Throughout our visa application process, Beth took the leading role in obtaining information, organising the necessary paperwork, and making sure we were ready for any questions at the interview. My input was mostly signing where Beth told me to, and attending a medical exam and the interview itself.
I have many reasons to be delighted to be married to Beth, not the least being that she is someone who always has her ducks in a row. Beth enjoys research and obtaining information, while I'm more inclined to dive in headfirst to test the depth of the water. Our partnership works because we listen to each other, and work out who will do what. Beth calms me down with her logical thinking, researching and reasoning, while I liven her up with my spontaneity.

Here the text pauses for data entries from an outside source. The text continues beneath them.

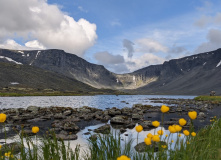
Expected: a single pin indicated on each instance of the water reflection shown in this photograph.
(98, 101)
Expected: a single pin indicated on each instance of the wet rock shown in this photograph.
(131, 125)
(36, 120)
(66, 136)
(179, 109)
(147, 125)
(105, 118)
(33, 109)
(59, 116)
(66, 125)
(70, 126)
(170, 122)
(120, 120)
(27, 132)
(201, 115)
(103, 129)
(142, 147)
(13, 147)
(126, 111)
(114, 111)
(122, 130)
(137, 116)
(67, 113)
(87, 133)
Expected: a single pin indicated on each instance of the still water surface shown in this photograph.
(98, 101)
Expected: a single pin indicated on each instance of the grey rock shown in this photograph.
(67, 113)
(66, 137)
(142, 147)
(120, 120)
(103, 129)
(137, 116)
(201, 115)
(33, 109)
(14, 146)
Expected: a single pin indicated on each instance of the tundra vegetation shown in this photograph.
(205, 144)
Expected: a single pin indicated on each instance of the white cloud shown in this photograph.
(115, 22)
(82, 9)
(34, 44)
(150, 46)
(143, 61)
(107, 58)
(129, 47)
(11, 44)
(38, 20)
(213, 43)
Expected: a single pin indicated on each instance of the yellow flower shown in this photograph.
(160, 132)
(35, 129)
(139, 128)
(186, 133)
(147, 141)
(164, 146)
(182, 122)
(172, 129)
(156, 138)
(123, 157)
(192, 114)
(7, 154)
(149, 135)
(178, 128)
(193, 134)
(164, 109)
(155, 123)
(2, 117)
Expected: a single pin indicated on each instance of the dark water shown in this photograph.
(98, 101)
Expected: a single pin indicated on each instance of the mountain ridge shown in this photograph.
(163, 78)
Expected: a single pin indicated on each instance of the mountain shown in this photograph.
(25, 79)
(63, 63)
(195, 74)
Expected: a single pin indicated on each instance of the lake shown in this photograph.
(97, 101)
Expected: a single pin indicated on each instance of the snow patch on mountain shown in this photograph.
(10, 60)
(218, 64)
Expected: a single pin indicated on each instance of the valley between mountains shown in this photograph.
(57, 72)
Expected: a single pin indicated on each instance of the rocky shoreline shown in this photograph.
(67, 122)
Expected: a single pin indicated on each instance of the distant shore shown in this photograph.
(66, 120)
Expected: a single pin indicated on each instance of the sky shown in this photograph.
(122, 35)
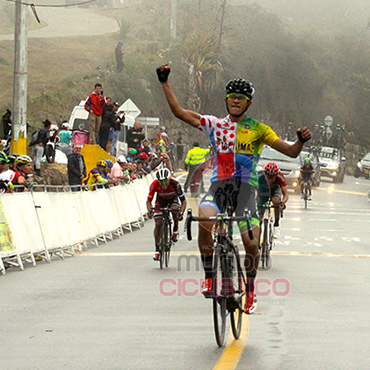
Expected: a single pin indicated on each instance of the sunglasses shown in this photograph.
(239, 97)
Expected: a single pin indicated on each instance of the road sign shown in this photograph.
(130, 108)
(328, 120)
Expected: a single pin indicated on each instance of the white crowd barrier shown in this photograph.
(37, 225)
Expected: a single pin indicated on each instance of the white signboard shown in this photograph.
(328, 120)
(130, 108)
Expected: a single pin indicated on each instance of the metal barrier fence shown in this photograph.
(58, 220)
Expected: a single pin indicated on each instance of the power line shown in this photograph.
(51, 6)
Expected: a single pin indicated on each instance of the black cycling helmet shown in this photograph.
(4, 157)
(240, 86)
(12, 157)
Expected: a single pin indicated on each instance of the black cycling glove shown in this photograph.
(300, 137)
(163, 75)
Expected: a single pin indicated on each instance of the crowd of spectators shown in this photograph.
(143, 155)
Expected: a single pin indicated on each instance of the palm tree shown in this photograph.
(202, 58)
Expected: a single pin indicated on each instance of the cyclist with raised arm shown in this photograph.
(306, 174)
(237, 141)
(168, 192)
(272, 185)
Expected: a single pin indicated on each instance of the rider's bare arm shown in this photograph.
(284, 191)
(188, 116)
(183, 206)
(292, 150)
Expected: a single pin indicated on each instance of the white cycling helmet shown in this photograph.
(163, 174)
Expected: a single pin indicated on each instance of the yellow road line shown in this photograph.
(178, 253)
(342, 191)
(231, 355)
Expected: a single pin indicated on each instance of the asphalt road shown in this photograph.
(113, 308)
(68, 22)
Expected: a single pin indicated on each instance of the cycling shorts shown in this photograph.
(242, 197)
(162, 203)
(305, 178)
(275, 190)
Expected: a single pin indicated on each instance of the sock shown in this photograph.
(250, 282)
(207, 265)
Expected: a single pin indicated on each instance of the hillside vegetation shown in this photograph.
(300, 76)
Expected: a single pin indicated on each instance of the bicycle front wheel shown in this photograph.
(305, 196)
(265, 245)
(219, 301)
(163, 245)
(168, 247)
(236, 276)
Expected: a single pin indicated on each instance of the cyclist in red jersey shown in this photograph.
(24, 170)
(271, 183)
(168, 192)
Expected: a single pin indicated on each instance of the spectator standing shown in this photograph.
(135, 135)
(153, 146)
(76, 168)
(119, 169)
(119, 56)
(7, 175)
(145, 147)
(7, 123)
(162, 134)
(180, 146)
(195, 159)
(21, 176)
(109, 120)
(116, 129)
(94, 105)
(65, 137)
(38, 145)
(95, 176)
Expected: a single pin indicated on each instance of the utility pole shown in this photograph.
(173, 21)
(19, 127)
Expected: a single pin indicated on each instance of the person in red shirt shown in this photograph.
(271, 183)
(21, 177)
(168, 192)
(94, 105)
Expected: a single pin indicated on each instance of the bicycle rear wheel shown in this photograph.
(162, 244)
(236, 315)
(265, 255)
(219, 301)
(305, 195)
(167, 251)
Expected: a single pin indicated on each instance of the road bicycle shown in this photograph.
(228, 281)
(266, 242)
(306, 194)
(165, 241)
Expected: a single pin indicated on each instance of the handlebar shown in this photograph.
(218, 219)
(164, 209)
(270, 205)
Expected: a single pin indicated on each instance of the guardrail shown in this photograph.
(38, 224)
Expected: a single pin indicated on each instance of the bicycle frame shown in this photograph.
(231, 293)
(165, 242)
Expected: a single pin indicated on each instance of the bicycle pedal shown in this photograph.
(232, 304)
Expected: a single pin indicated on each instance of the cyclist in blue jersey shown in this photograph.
(237, 141)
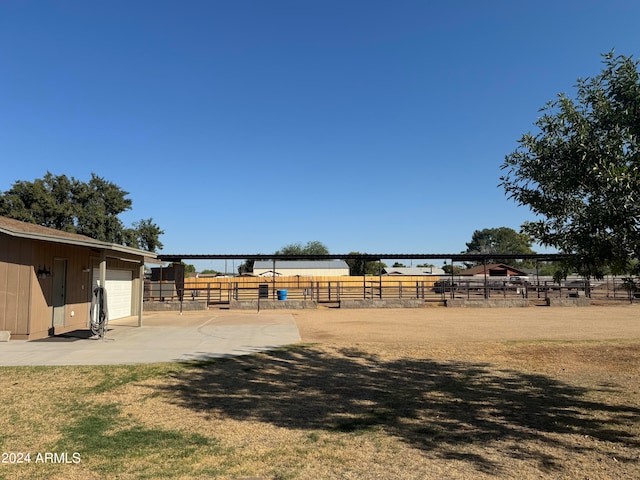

A woeful visa application story I read recently demonstrates how NOT to go about the process. A couple in their mid-50s decided they wanted to move to the US. They sold their UK house, rented a caravan for the husband to live in, put all their possessions into storage, and the USC wife went over to the US to start set up house while their application was processed. Then came the glitch, the wife had failed to file any tax returns while living in the UK, and so could not provide the required tax information to the US Embassy. This was not an irretrievable situation, because you can file late tax returns, but instead of researching how to do ths, or asking anybody, they decided that the wife needed to live in the US for three years, filing taxes every year, so they would have new tax returns.
The drawback of course is that two years on the husband is still living in a caravan, paying enormous storage fees, and they are living in different countries. He's mightily annoyed at the situation, but is blaming the system that requires a US citizen to file taxes even if living abroad. We have yet to learn if their application will succeed, or if the partnership will survive the strain.
Fortunately Beth is more than a trifle sharper than this, and kept doing her tax returns thoughout her UK years, which as she had very little US based income, and had been doing her own tax returns for years, were not overly, ahem, taxing to do. She makes sure that all Ts are crossed and Is dotted, before being required to do so. Beth is capable of being spontaneous, but is incapable of making a badly informed or foolish decision.